Elizondo also said he was impressed by the way the Kern district has rebounded from enrollment declines during the pandemic.


“She has been able to bounce back enrollment [to] pre-pandemic levels, and hopefully she could do that across the state,” he said.

In the Kern Community College District, Christian is also credited with spearheading a statewide coalition in 2015 that raised philanthropic money for what led to the development of Guided Pathways, an effort to redesign community college education to better support students.

California community college students say taking classes online allows them to juggle work and family, and pursue their dreams of higher education.

Oct. 10, 2022

Under her leadership, the district also developed the California Renewable Energy Laboratory, a direct air capture hub, which extracts carbon from the air to reduce emissions that contribute to the climate crisis.

Christian said Thursday that community colleges must be at the forefront of addressing climate change — both in training workers for jobs in renewable energy and upgrading campus facilities to make them more sustainable.

She received her bachelor’s degree from the University of Kerala in Kerala, India, and earned her master’s degree in applied mathematics from USC and her doctorate from UCLA.

Michele Siqueiros, president of the Campaign for College Opportunity, a nonprofit that advocates for policies that improve education equity, said Christian is dedicated to addressing education gaps that disproportionately hurt students from minoritized backgrounds, especially Black and Latino students.

Siqueiros said Kern County is a leader in awarding associate’s degrees for transfer, which guarantees students admission to Cal State University.
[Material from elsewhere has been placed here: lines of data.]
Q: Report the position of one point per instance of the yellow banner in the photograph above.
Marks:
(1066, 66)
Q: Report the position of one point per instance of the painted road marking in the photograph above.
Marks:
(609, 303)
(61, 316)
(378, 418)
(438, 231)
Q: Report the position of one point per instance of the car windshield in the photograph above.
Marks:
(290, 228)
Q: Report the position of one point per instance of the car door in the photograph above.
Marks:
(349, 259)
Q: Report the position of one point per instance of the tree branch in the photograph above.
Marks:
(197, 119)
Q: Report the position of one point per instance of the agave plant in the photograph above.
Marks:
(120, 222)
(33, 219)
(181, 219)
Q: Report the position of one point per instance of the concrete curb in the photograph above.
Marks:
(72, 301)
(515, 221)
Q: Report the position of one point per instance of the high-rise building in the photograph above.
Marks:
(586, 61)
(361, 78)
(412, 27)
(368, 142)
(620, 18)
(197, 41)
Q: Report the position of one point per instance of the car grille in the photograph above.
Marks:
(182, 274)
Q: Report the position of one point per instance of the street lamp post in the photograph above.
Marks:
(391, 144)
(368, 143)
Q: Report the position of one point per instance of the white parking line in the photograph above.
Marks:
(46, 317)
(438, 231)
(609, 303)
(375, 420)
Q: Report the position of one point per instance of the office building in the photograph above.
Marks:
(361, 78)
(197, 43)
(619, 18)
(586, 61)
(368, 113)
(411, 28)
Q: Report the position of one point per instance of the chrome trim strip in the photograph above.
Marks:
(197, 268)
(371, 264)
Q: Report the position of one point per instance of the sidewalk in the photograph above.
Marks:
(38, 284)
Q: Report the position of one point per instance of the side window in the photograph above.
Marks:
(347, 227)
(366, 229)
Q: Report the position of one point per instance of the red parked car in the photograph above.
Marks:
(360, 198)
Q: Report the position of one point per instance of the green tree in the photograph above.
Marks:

She credits Christian, who also serves on the board for the Campaign for College Opportunity, for working closely with faculty who were skeptical of a state law passed in 2017 that sought to eliminate remedial classes.


“She’s not afraid to talk to those that are not in agreement with her position,” Siqueiros said. “And she’s been unafraid to be out front, pushing for unpopular change in service of students.”

Christian replaces Eloy Ortiz Oakley, who resigned from the position in August to become president and chief executive of College Futures Foundation, an Oakland-based nonprofit focused on improving college graduation outcomes for students of color and students from low-income families.